The radius of nucleus, repulsion force and work has to be done to overcome the repulsion force in transporting the last proton from large distance to the surface of nucleus in ${}_{92}^{238}\text{U}$ are $7.4\text{ fm}$, $3.8\times {\text{10}}^2\text{ N}$ and $\text{18 MeV}$ respectively.

Explanation of Solution

Use the previous part equations.

Conclusion:

Substitute $1.2\times {10}^{-15}\text{ m}$ for $a$ and $238$ for $A$ in equation I.

    $\begin{array}{c}r=\left(1.2\times {10}^{-15}\text{ m}\right){\left(238\right)}^{1/3}\\ =7.4\text{ fm}\end{array}$

Substitute $\text{7}\text{.4 fm}$ for $r$, $8.99\times {10}^9\text{N}\cdot {\text{m}}^{\text{2}}/{\text{C}}^{\text{2}}$ for $k_e$, $1.60\times {10}^{-19}\text{ C}$ for $e$ and $92$ for $Z$ in equation II.

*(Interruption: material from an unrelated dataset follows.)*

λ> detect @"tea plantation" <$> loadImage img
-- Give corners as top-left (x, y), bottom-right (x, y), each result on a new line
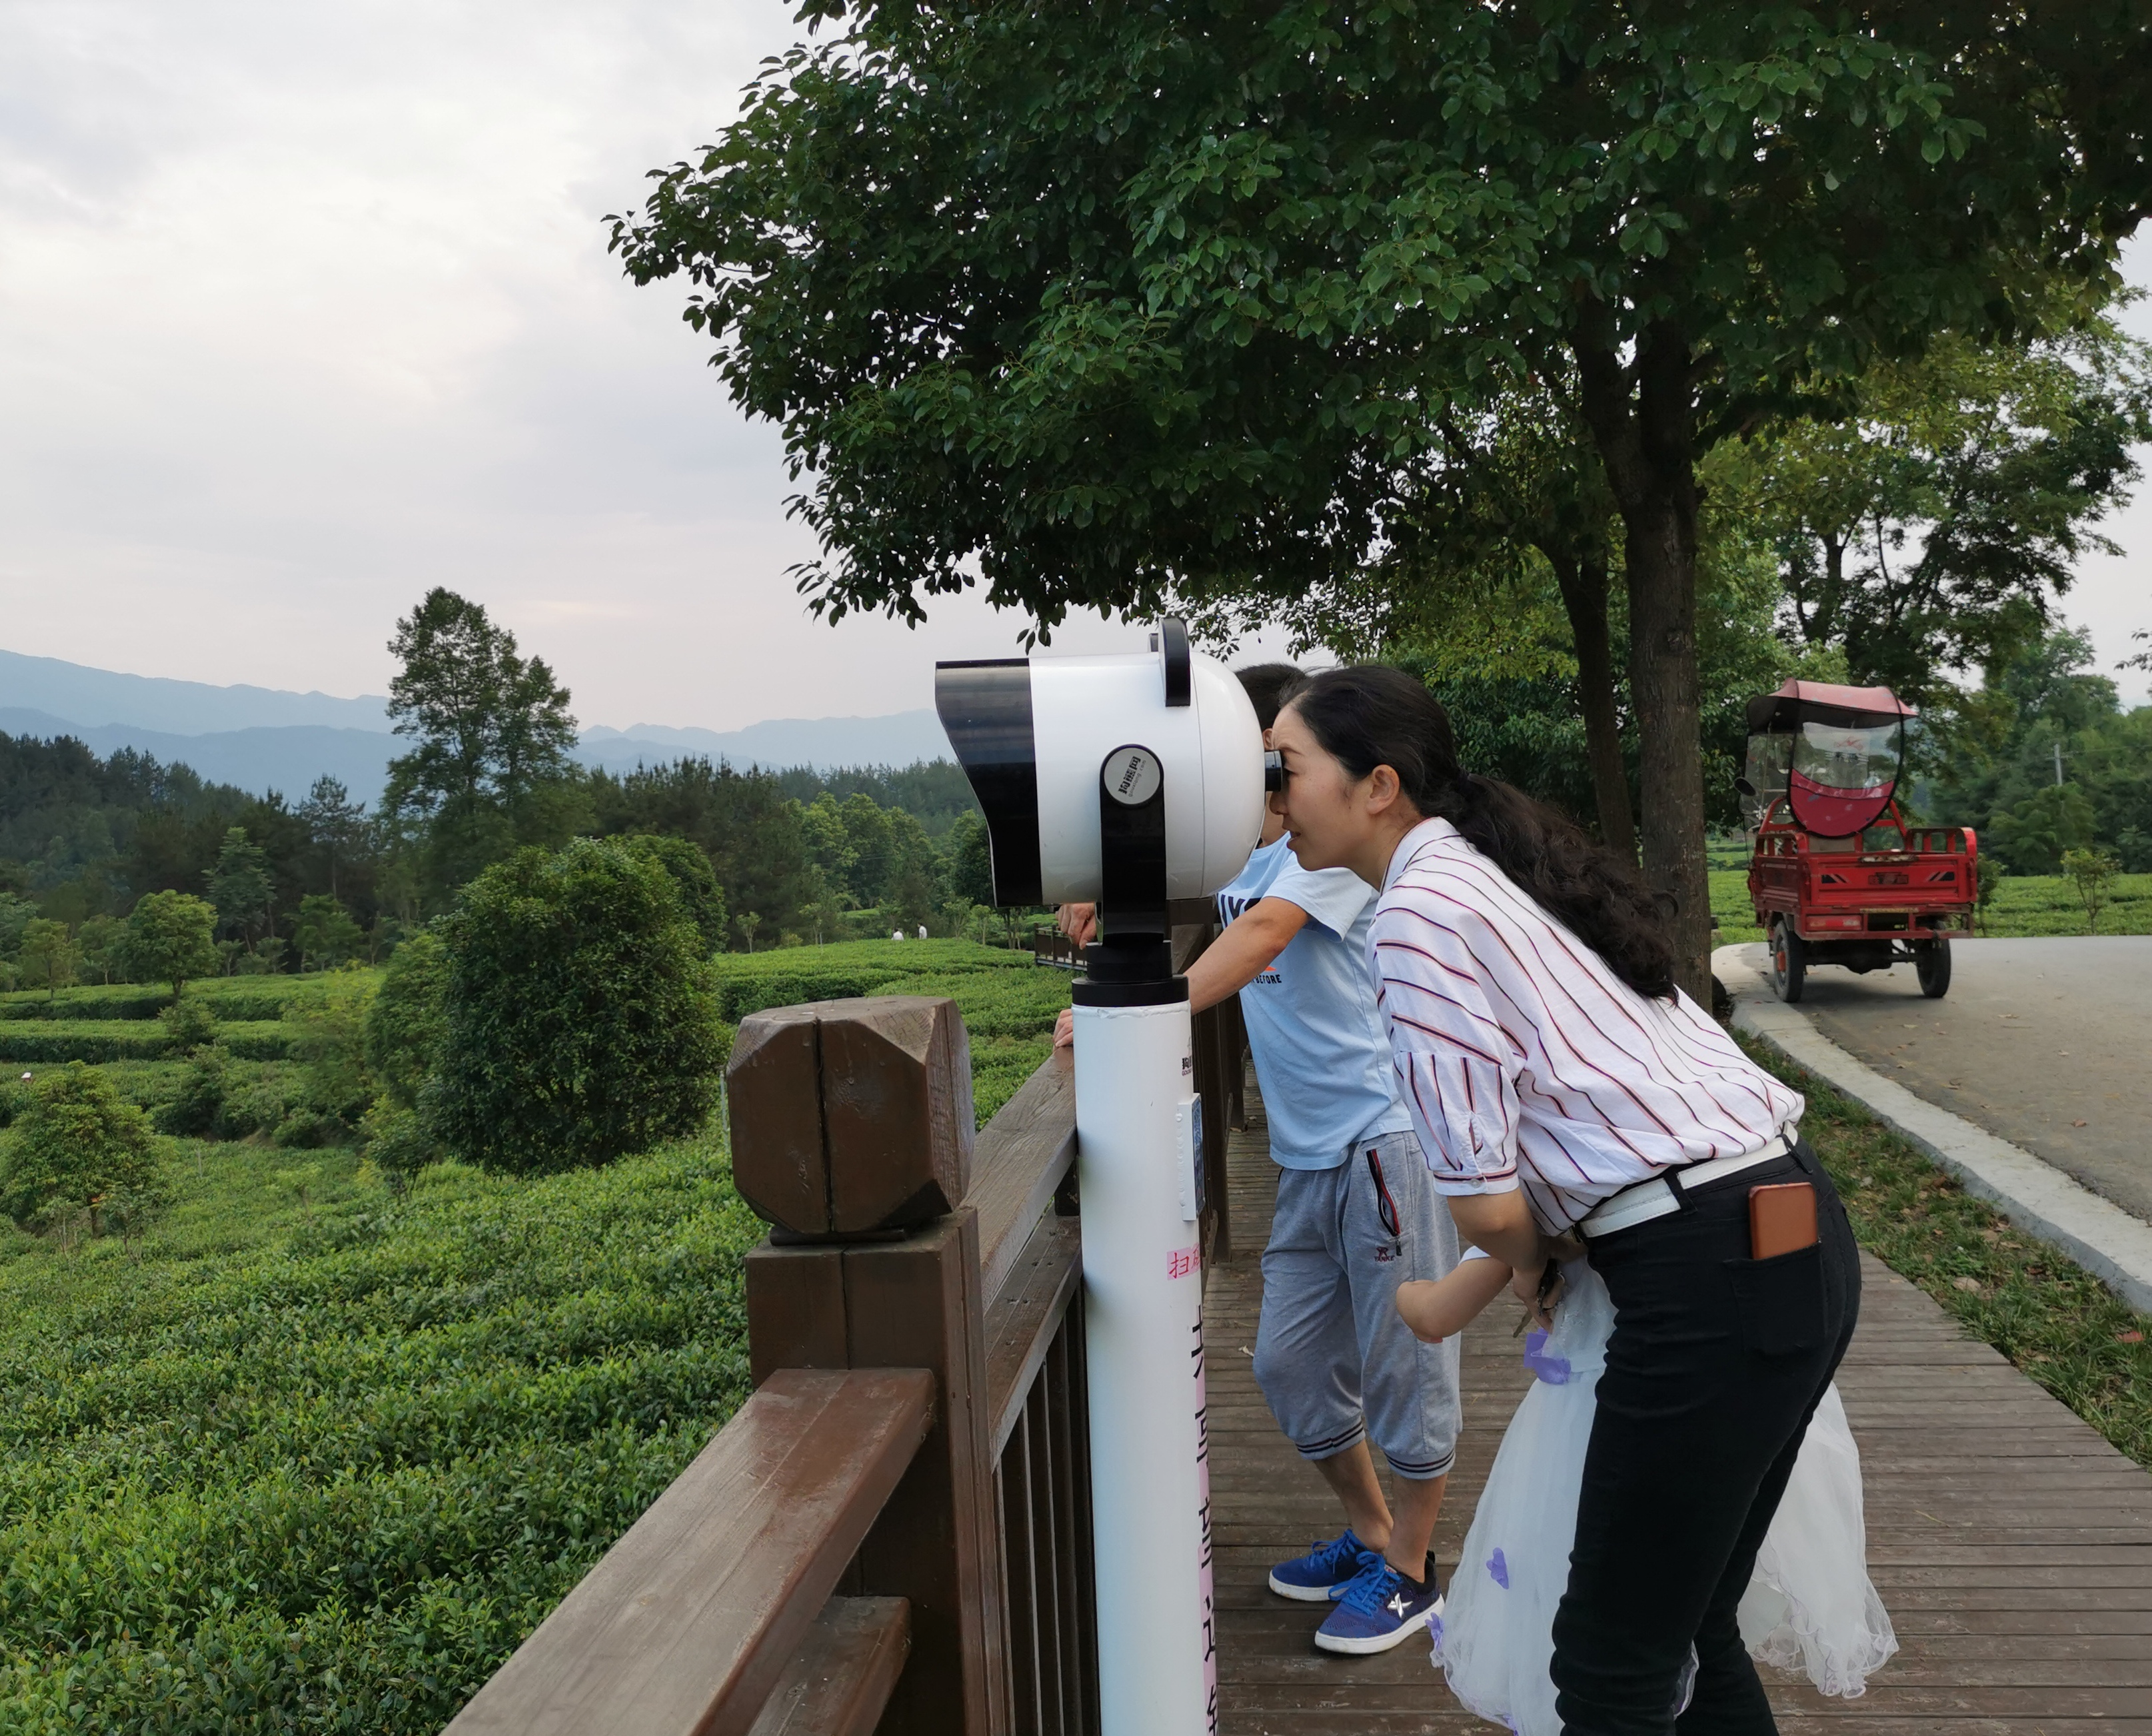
top-left (0, 939), bottom-right (1069, 1734)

    $\begin{array}{c}F=\frac{\left(8.99\times {10}^9\text{N}\cdot {\text{m}}^{\text{2}}/{\text{C}}^{\text{2}}\right)\left(92-1\right){\left(1.60\times {10}^{-19}\text{ C}\right)}^2}{{\left(7.4\times {10}^{-15}\text{ m}\right)}^2}\\ =3.8\times {\text{10}}^2\text{ N}\end{array}$

Substitute $\text{7}\text{.4 fm}$ for $r$, $8.99\times {10}^9\text{N}\cdot {\text{m}}^{\text{2}}/{\text{C}}^{\text{2}}$ for $k_e$, $1.60\times {10}^{-19}\text{ C}$ for $q_1$ and $q_2$ in equation III.

    $\begin{array}{c}U=\frac{\left(8.99\times {10}^9\text{N}\cdot {\text{m}}^{\text{2}}/{\text{C}}^{\text{2}}\right){\left(1.60\times {10}^{-19}\text{ C}\right)}^2}{\left(7.4\times {10}^{-15}\text{ m}\right)}\\ =18\text{ MeV}\end{array}$

Therefore, the radius of nucleus, repulsion force and work has to be done to overcome the repulsion force in transporting the last proton from large distance to the surface of nucleus in ${}_{92}^{238}\text{U}$ are $7.4\text{ fm}$, $3.8\times {\text{10}}^2\text{ N}$ and $\text{18 MeV}$ respectively.